The Scope of International Law

  • Article 15(1) of the United Nations International Covenant on Civil and Political Rights (ICCPR) and Article 11 of the Universal Declaration of Human Rights (UDHR) enshrine the principle of “legal certainty,” which declares that the criminal law must clearly lay out what constitutes an offense so as to avoid any arbitrary application or abuse of the law. In contrast, UAPA, under which Asiya Andrabi has been detained, offers a very loose and vague definition of what constitutes a “terrorist act”, making abuse of law easier. It is important to note that the definition also includes any act that is “likely to threaten” public order, giving the government unrestrained power to jail a person who has not even committed a crime yet.

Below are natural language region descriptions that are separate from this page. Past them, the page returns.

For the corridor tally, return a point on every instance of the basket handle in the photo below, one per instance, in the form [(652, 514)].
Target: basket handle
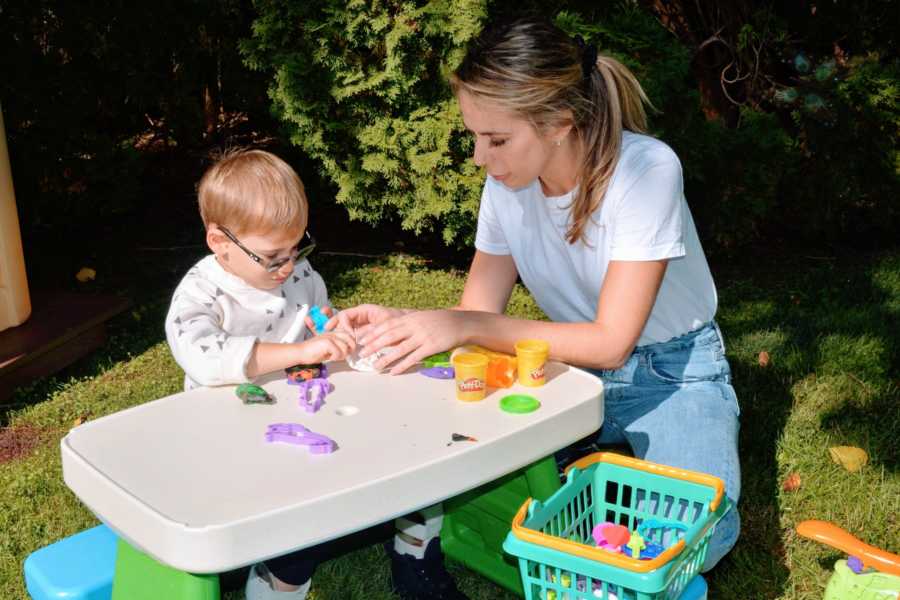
[(832, 535), (596, 554), (650, 467)]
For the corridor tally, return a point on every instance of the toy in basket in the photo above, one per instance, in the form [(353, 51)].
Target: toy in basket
[(869, 574), (666, 507)]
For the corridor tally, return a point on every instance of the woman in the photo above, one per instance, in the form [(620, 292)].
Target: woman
[(590, 213)]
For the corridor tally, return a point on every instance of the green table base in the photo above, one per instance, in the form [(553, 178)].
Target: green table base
[(139, 577), (476, 523)]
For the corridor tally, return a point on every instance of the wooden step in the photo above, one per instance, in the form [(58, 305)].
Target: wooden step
[(63, 327)]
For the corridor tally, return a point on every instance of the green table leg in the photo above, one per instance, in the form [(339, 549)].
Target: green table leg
[(476, 523), (140, 577)]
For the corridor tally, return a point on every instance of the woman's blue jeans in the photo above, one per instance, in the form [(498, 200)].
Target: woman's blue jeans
[(673, 403)]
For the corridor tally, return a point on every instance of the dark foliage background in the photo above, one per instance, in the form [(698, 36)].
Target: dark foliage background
[(785, 114)]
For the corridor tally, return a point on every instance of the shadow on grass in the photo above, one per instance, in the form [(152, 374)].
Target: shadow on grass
[(813, 319)]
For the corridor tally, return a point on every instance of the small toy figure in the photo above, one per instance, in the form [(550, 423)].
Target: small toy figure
[(636, 544), (610, 536), (313, 392), (295, 433), (869, 574), (439, 372), (253, 394), (300, 373), (441, 359), (318, 318)]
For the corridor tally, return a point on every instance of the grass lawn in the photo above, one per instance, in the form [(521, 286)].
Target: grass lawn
[(830, 327)]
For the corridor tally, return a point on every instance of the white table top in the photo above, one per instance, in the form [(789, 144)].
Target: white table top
[(190, 479)]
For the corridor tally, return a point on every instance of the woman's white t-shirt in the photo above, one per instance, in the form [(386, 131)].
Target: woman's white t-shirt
[(643, 216)]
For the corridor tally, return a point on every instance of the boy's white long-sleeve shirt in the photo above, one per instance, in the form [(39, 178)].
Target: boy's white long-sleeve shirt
[(216, 318)]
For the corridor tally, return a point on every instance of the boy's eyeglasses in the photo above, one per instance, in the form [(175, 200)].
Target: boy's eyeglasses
[(303, 249)]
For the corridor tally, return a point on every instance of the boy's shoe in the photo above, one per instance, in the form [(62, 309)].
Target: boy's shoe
[(422, 578), (258, 587)]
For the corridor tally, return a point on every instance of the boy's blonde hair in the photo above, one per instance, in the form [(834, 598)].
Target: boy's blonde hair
[(253, 191)]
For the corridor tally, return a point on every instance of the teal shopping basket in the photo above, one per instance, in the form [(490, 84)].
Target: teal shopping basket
[(672, 508)]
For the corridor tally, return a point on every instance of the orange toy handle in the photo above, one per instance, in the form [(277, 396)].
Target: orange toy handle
[(834, 536)]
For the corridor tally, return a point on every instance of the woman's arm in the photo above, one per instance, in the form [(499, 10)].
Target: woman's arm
[(489, 283), (626, 299)]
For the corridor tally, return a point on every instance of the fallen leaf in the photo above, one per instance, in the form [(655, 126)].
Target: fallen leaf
[(86, 274), (791, 483), (850, 457)]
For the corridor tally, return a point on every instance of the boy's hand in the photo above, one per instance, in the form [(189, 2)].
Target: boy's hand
[(360, 319), (331, 345)]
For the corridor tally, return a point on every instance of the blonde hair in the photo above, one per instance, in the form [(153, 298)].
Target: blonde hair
[(534, 70), (252, 191)]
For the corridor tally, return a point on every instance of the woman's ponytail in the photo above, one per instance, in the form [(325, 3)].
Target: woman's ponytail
[(617, 99)]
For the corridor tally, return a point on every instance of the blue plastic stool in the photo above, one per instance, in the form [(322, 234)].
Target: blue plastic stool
[(79, 567), (695, 590)]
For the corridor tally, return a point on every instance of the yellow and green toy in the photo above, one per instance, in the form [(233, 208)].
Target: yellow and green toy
[(869, 574)]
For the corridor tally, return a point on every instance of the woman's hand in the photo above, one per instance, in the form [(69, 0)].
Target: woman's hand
[(413, 336)]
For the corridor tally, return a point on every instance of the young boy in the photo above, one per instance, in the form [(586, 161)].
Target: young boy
[(239, 312), (235, 316)]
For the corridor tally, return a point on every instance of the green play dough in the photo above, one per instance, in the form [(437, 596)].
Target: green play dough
[(519, 403)]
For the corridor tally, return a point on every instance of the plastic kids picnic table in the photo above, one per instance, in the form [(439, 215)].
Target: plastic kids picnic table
[(189, 480)]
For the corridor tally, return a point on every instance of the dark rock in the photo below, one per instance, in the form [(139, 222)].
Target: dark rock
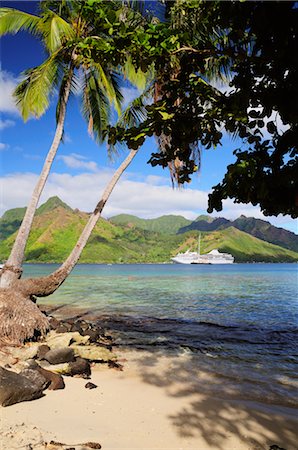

  • As a party to the International Covenant on Civil and Political Rights, India is bound to ensure the right to liberty and security, which also includes the right not to be detained arbitrarily, and to be informed of charges and the grounds for detention. It also includes the right to be presented in front of a judge within a small period of time following the arrest, and to appeal to a court of law to review the case. As a result, the Human Rights Committee says that the Act violates the rights enshrined in the International Covenant on Civil and Political Rights, especially the rights to liberty and to a free and fair trial. Andrabi has been booked under PSA more than 20 times.
  • According to the United Nations OHCHR guidelines on political prisoners, all prisoners shall be treated with respect due to their inherent dignity and value as human beings. There shall be no discrimination on the grounds of race, color, sex, language, religion, political or other opinion, national or social origin, property, birth or other status. Andrabi has for long been subjected to denial of religious rights in prison, like the right to pray.
  • The detention of Andrabi, and the denial of rights in detention, also violates European Convention for the Prevention of Torture and Inhuman or Degrading Treatment or Punishment, and UN Standard Minimum Rules for the Treatment of Prisoners.